A variety of specific tools and techniques used to measure communication effectiveness were presented and discussed. The appropriate tool depends on the objective:
- Content analysis can be used to evaluate messaging, positioning, themes, or sentiment.
- Survey research can be used to measure awareness, perception, relationships, or preference.
- Web analytics can be used to measure engagement, action, or purchases.
As one example, Mr. Ed Brill said that IBM conducts a biennial “climate survey” of its employees. It finds considerable ambiguity in views of what IBM is. He said that, in contrast to the Air Force, lower-level employees tend to report that they have more information about IBM than managers do.

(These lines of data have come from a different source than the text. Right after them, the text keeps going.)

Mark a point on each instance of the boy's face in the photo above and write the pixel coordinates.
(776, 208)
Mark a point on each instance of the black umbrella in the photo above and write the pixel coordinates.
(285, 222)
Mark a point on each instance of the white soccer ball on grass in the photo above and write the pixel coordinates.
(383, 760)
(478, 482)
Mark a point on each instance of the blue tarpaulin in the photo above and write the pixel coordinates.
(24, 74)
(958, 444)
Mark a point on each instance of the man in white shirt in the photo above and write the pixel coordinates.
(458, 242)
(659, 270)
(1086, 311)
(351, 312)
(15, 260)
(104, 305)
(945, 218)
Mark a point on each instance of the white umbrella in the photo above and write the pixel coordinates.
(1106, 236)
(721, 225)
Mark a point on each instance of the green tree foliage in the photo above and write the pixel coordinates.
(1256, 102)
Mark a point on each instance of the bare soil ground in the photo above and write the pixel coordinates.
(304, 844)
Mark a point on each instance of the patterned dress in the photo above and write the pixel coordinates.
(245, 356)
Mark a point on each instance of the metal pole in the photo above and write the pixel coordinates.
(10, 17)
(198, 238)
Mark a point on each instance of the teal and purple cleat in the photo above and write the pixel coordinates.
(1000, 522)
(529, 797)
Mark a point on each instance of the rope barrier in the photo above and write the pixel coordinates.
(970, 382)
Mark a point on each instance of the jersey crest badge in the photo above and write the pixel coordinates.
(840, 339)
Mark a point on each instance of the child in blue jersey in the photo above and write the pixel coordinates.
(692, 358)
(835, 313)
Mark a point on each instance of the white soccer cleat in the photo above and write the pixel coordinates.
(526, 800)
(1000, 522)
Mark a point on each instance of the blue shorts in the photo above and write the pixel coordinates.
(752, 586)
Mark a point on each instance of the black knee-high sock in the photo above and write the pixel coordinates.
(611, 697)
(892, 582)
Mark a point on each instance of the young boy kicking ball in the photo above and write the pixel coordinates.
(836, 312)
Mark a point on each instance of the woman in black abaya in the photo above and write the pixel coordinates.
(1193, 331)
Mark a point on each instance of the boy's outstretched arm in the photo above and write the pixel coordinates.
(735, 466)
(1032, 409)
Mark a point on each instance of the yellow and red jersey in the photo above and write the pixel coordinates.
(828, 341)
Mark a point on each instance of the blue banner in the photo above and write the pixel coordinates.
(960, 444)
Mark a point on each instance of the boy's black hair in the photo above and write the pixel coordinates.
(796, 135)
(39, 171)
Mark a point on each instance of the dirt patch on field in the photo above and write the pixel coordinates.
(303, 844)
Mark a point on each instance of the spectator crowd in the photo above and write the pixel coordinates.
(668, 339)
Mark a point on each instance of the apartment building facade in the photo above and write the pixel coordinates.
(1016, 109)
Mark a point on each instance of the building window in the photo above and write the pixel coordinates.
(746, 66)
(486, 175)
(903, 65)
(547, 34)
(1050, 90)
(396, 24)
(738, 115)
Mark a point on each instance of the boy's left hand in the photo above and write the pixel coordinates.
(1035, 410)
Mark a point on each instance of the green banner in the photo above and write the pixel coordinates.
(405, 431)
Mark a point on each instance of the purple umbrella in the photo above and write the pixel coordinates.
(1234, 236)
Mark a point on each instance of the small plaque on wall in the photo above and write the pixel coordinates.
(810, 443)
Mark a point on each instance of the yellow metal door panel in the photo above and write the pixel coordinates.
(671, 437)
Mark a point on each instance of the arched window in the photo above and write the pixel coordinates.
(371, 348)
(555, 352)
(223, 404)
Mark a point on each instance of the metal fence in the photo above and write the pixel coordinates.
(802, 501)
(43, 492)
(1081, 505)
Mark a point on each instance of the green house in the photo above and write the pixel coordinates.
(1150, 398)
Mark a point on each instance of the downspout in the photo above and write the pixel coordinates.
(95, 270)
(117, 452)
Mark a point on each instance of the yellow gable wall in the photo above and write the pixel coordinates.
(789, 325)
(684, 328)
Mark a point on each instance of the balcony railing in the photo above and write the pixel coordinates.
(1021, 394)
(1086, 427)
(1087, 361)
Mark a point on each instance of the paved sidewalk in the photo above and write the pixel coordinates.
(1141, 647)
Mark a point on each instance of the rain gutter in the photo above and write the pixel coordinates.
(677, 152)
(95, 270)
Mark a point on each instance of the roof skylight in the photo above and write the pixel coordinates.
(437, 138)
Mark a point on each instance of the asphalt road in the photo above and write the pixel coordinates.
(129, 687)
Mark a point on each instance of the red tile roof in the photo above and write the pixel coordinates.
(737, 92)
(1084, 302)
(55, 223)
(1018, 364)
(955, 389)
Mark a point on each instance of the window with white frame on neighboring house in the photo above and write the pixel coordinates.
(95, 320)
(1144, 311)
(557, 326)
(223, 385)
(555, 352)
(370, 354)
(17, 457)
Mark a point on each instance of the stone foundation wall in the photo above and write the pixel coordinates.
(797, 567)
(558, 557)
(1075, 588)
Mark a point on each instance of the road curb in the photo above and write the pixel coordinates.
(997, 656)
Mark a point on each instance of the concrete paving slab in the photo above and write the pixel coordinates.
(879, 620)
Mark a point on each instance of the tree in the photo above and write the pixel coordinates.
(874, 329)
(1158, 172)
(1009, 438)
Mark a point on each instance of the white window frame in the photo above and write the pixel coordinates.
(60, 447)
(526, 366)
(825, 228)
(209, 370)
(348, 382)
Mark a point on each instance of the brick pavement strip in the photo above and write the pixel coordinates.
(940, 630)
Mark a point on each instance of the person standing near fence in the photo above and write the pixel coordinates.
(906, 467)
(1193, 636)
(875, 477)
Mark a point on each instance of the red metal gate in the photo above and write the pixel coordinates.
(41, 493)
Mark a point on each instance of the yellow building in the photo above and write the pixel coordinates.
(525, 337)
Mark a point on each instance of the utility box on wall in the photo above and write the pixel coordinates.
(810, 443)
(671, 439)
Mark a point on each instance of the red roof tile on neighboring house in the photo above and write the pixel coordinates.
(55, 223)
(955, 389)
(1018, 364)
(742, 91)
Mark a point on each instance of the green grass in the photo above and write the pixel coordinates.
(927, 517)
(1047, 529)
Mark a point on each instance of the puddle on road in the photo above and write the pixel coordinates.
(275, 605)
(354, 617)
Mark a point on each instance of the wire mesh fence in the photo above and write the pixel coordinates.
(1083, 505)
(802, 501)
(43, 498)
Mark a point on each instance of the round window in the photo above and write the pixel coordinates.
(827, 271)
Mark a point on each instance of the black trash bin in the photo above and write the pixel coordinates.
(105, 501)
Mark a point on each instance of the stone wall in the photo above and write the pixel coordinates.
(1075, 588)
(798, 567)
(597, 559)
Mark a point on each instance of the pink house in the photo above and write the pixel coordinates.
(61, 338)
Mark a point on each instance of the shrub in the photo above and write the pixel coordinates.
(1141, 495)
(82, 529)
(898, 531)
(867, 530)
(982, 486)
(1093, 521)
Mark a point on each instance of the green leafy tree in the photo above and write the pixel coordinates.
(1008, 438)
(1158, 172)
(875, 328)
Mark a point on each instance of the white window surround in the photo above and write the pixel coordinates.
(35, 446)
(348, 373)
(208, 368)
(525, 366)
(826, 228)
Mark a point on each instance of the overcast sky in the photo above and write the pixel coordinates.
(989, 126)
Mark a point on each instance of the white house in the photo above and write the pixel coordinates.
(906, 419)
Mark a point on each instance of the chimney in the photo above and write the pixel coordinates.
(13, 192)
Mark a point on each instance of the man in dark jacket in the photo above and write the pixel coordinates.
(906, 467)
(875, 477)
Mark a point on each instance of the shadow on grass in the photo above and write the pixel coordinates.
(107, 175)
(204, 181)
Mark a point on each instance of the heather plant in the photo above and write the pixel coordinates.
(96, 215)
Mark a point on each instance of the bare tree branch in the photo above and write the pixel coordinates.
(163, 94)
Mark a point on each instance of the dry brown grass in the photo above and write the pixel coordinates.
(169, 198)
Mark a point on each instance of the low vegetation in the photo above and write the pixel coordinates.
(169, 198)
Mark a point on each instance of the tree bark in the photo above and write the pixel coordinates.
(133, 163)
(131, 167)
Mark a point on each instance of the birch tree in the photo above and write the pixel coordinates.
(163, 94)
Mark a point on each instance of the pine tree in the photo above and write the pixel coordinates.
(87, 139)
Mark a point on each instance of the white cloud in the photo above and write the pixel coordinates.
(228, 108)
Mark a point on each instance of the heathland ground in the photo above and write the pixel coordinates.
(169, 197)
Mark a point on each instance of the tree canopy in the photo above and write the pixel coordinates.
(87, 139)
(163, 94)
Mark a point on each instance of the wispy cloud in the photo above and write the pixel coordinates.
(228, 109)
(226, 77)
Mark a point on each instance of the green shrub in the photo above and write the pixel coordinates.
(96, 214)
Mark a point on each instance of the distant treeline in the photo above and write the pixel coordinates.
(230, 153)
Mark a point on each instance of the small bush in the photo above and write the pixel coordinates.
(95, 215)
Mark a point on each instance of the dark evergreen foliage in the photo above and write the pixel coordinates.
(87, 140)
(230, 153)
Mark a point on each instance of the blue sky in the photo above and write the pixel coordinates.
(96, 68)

Tools also exist for mapping social networks and analyzing activities in social media. Ms. Paine described a method for measuring engagement with social media. Additionally, Foghound’s Ms. Lois Kelly had pointed out the need for a “predictive analytics capability” for measuring social media (see discussion in Chapter 3). Lastly, Mr. Robert Harles described technically sophisticated techniques for monitoring social media use and analyzing engagement, which together can form a “social media radar” for predictive capability.
In Mr. Harles’ view, setting measurable goals up front is critical—that is, how do you drive strategic impact? For example, he suggested focusing less on building large numbers of followers and more on building meaningful relationships with those who contribute valuable insight or influence others toward achieving stated objectives.
Ms. Paine said that it is essential not only to agree on metrics of success, as defined by senior leadership, but also to then tie rewards to them. In business, bonuses and salaries are tied to measurable outcomes.
A key role of employee feedback surveys, she continued, is to ascertain whether employees are able to connect their roles directly back to the corporate vision; the surveys should reveal whether the communication strategy is resulting in a culture of communication. Ms. Paine stated that value must be measured in real terms. In other words, data on reach, engagement, and impressions are less important than driving actionable insights, changing user behaviors, or influencing policy and strategic outcomes.
Several participants noted that the point of measuring communication is to have a basis on which to take action. For example, such data might allow the Air Force to determine the best way to deal with crises by overcoming negative or extraneous external communications. They can help determine what internal or external information is being used effectively and what is not. With these tools, the Air Force can use the data to inform important decisions. However, as Mr. Harles noted, “When you have all the analytics, you still have to synthesize that information”—or, as Ms. Paine put it, “Research without insight is just trivia.”
Theme 9—Measurement. Several measurement experts presented established tools and techniques for measuring the effectiveness of communication in an organization. As discussed, the process begins with senior leadership setting goals and determining desired outcomes—not simply outputs. Communication excellence can then be measured against quantifiable objectives and resulting performance, and the data can be used to improve decision making. Measuring social media use and analyzing how employees are communicating provides important awareness of the communication networks and key influencers within the organization. There are experts in industry who guide organizations in confidently and effectively planning and implementing a well-integrated communication strategy using the best available tools.